高階の部屋に入って、俺はとりあえずベッドの上に腰をおろした。

聞こう聞こうと思ってたけど、高階は上半身裸で下もボクサーパンツ一枚という何とも恥ずべき格好をしてるんだ。
いや恥ずべき格好なのはむしろ俺の方だけど…

「……本番直前で、フられたから」

ベッドの上の服を着ながら高階が答える。フられたって…

「……えっ彼女来てたの?っていうか、別れたの!?なんで?」

「浮気したから」

高階のしれっとした答えに、俺は拍子抜けした。
わぁ、浮気性ってやっぱり本当なんだ…

「本番直前って……?」

「はぁ?わかんねぇのかよ、女の服を脱がせて、股を…」

「わ、わかった!!もうわかった!!」

す、すごい場面で浮気発覚したんだな…
服を脱いでるってことは、さっきまでここで高階と彼女が…

「う、きゃああっ!!」

自分が今ベッドに座ってることを思い出して、慌てて飛び上がる。
高階は怪訝な顔で俺を見つめていた。

「はっ早く、プリント!!」

「あぁ、ちゃんとやっとけよ?」

高階は学生カバンから5枚目のプリントを取り出した。

「あ、ありがと…」

……なんで俺が宿題やってあげるのにお礼言わなくちゃいけないんだ…
でも高階ってこっちが悪いって思わせる力がある。
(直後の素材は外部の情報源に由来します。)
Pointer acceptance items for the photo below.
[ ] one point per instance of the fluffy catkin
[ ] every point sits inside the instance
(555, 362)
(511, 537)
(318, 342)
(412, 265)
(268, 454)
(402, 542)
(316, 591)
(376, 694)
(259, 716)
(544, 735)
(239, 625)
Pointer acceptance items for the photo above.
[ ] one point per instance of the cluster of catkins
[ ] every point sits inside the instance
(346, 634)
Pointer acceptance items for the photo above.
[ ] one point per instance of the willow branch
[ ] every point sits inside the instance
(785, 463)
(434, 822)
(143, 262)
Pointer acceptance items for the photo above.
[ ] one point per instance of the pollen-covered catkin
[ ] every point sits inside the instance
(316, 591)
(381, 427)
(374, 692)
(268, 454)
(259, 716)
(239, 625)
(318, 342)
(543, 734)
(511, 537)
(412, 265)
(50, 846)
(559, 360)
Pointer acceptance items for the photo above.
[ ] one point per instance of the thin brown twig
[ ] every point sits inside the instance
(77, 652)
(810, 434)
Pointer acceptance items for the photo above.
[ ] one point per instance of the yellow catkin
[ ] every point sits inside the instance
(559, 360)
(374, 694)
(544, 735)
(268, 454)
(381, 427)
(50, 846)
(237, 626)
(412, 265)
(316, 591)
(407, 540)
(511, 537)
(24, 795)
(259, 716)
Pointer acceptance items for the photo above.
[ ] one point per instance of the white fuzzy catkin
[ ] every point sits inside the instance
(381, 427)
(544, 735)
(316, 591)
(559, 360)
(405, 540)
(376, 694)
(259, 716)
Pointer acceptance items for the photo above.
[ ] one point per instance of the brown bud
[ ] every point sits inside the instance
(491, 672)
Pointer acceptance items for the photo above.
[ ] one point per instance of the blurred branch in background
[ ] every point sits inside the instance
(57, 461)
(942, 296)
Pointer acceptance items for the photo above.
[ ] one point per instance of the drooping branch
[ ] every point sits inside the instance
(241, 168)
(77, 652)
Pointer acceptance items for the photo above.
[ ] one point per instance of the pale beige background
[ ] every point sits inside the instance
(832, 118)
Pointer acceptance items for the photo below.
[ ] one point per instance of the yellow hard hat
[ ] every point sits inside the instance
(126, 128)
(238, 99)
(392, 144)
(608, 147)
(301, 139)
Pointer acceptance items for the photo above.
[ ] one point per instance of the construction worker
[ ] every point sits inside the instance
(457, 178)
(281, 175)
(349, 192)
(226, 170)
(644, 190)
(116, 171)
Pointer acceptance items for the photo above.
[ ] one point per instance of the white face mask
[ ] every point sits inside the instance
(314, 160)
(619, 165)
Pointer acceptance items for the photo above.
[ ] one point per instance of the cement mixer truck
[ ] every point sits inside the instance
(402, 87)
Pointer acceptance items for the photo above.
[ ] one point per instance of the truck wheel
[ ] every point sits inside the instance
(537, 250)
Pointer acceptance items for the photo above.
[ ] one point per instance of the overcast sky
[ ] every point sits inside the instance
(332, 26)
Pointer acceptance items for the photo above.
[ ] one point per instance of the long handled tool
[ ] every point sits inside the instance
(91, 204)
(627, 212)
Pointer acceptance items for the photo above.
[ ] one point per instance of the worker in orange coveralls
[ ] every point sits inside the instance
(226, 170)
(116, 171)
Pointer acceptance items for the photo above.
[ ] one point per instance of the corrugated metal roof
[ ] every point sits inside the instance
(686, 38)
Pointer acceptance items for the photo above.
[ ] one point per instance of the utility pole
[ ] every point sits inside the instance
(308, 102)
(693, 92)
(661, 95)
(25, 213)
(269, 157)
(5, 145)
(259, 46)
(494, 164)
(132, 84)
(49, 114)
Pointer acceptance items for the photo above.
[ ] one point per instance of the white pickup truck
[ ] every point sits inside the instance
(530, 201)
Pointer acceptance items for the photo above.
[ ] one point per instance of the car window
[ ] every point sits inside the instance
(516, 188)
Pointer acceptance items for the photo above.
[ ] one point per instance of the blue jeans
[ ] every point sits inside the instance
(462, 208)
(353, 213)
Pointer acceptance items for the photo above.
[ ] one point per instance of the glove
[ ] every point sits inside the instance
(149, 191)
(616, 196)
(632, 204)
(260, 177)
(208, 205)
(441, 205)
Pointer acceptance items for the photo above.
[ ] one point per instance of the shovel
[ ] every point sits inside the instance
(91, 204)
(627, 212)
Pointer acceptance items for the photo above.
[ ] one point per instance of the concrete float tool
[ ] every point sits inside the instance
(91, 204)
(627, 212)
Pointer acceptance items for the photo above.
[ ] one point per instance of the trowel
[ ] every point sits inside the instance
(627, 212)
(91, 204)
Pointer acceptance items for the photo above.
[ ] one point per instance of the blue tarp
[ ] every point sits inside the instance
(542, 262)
魔法使いかな……?

とにかく、もう高階に用はないし、早く帰って宿題やらなくちゃ…

「かーぐら」

部屋の出口に向かって歩きだすと、高階が急に肩を掴んできた。
肩をびくつかせて振り返ると、体ごと一気に後ろに引っ張られた。

「た、かっ……!?」

……えぇと…

なんだろうこの感触は。
唇に、なんか、柔らか…

……高階?

「……ん、んぅっ!?」

キスされてるー!?
ありったけの力で高階の体を引き離す。
高階は悪気0の顔で俺を見つめた。

「な……な!?……なっ…」

たぶん俺は「何するんだ」って言いたいんだと思う。
だけど頭がぐるぐるして言葉にならない。

しばらく口をパクパクさせていると、再び高階に肩を掴まれた。

あ、もう一回される…
急いで高階の体を突き飛ばそうとしたけど、間一髪間に合わなかった。

「ん……ふ、うっ…」

驚いてる間に高階の舌が俺の舌を捕らえる。
口の自由を封じられて、すぐに呼吸が苦しくなった。

い……い、やだっ!!

「……ってぇ…」

高階の口が離れて、俺は大量の酸素を吸い込むことに成功した。
見ると、噛まれた唇を触って俺を睨む高階。

「ど……どうしちゃったの?高階!!」

「……ムラムラしてたから」

あぁ、そりゃそうだろうな。本番直前で彼女にフられて……じゃなくて!!

「そ、それでも……俺は男だよっ?」

……わかってると思うけど…
自分が着ているスカートを見つめながらそう呟くと、高階に鼻で笑われた。

「な……何?」

「わかってるぜ?神楽、お前は男だ。そんで……俺の奴隷だ」

だからお前に、断る権利なんかねぇんだよ…

高階のその言葉に、背筋が凍る。

どうやら高階の命令は、お昼と荷物持ち、それから宿題……だけじゃないのかもしれない。

「俺がなんか、間違ったこと言ってるか?」

「……い、いや……高階の、言う通り……です…」

「何回も言わせんな。榊様と呼べ」

「……榊様の、言う通りです…」

どうなる、俺の高校生活。

[*前へ]
[戻る]


第3回BLove小説漫画コンテスト開催中
[小説ナビ|小説大賞]
無料HPエムペ!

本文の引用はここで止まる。